A nurse has an order to administer theophylline PO to a client. The nurse determines that a theophylline level drawn yesterday was 22 mcg/mL. Based on this information, which action should the nurse take first? a. redraw the theophylline level to confirm the level b. start the client on a half-dose of theophylline PO c. the theophylline dose can be administered as planned d. hold the theophylline dose and notify the HCP

d. hold the theophylline dose and notify the HCP The therapeutic range for theophylline is 10 to 20 mcg/mL, so the theophylline dose should be held for fear of causing toxicity. The dose should be held and the HCP should be contacted.

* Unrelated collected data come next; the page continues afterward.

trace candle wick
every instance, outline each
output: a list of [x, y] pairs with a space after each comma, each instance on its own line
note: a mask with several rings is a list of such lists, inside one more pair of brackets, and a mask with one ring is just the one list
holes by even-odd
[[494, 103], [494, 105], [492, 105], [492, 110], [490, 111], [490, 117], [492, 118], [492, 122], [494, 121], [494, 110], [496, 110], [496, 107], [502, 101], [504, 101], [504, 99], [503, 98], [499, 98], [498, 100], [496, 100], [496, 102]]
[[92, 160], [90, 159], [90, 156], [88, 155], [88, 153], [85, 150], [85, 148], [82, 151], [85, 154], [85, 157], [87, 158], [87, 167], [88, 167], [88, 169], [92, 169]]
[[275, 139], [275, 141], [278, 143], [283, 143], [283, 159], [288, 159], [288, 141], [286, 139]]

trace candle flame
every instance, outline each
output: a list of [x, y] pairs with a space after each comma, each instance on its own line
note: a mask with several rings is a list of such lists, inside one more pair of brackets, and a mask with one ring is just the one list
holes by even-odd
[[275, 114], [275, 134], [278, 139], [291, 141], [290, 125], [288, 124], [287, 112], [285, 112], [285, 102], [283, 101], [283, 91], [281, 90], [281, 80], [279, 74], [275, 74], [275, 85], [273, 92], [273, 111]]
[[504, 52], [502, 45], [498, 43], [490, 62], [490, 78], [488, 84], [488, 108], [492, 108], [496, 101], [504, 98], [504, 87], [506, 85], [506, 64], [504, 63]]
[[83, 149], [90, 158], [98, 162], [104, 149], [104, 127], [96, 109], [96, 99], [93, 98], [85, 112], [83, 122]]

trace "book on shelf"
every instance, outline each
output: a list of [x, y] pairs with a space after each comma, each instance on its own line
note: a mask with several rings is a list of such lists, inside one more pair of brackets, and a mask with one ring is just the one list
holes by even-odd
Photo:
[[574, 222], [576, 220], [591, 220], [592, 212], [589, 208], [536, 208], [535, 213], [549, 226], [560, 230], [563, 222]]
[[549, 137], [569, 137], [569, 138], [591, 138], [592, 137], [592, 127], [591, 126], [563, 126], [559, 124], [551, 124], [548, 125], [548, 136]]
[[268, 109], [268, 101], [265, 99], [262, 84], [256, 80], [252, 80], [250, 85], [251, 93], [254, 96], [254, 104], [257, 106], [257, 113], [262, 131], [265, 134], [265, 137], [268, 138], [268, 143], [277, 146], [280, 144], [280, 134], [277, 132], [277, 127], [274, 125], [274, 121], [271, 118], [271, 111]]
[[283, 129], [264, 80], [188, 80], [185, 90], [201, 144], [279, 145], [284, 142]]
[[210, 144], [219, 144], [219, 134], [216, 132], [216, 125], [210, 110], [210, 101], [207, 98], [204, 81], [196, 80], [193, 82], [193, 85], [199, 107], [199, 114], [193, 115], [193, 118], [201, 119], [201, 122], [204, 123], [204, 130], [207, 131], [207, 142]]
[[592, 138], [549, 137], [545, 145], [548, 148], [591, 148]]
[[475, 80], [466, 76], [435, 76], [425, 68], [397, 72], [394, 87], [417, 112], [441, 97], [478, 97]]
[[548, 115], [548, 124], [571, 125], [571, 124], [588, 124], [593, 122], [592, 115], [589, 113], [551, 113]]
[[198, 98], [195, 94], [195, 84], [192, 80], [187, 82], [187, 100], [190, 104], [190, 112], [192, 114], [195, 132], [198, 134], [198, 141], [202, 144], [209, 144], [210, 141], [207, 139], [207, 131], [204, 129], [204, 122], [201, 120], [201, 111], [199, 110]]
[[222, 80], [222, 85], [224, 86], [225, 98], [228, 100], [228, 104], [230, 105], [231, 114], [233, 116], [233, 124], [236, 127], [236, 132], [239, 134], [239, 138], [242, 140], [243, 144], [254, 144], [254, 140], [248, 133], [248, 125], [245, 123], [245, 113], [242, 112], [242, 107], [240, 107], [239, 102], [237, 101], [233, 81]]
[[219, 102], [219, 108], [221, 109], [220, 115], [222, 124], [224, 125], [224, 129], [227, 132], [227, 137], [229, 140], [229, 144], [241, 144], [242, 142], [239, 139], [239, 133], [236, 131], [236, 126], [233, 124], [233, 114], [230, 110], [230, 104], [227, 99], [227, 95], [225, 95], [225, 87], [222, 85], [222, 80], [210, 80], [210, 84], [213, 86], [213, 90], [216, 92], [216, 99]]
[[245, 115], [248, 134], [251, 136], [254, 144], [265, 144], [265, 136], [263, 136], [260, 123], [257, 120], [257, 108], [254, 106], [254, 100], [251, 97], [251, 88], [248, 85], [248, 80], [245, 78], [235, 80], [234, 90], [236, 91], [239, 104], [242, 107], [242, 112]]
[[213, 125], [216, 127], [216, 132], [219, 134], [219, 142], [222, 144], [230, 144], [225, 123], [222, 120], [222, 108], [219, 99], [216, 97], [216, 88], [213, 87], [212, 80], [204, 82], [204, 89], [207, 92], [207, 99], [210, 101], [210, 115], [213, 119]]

A client is taking calcium carbonate for peptic ulcer disease. Which electrolyte imbalance is the client at risk for? a. hypocalcemia b. hyperkalemia c. hypokalemia d. hypercalcemia

d. hypercalcemia A client taking calcium carbonate is at risk for hypercalcemia.

During administration of theophylline, the nurse should monitor for signs of an adverse reaction. Which symptom(s) would cause the nurse to suspect theophylline toxicity? a. Sedation b. urinary retention c. dry mouth d. nausea and vomiting

d. nausea and vomiting Signs of toxicity are anorexia, nausea, vomiting, insomnia, tachycardia, arrhythmias, and seizures. The other options are common side effects of antihistamines but do not indicate an adverse reaction to theophylline.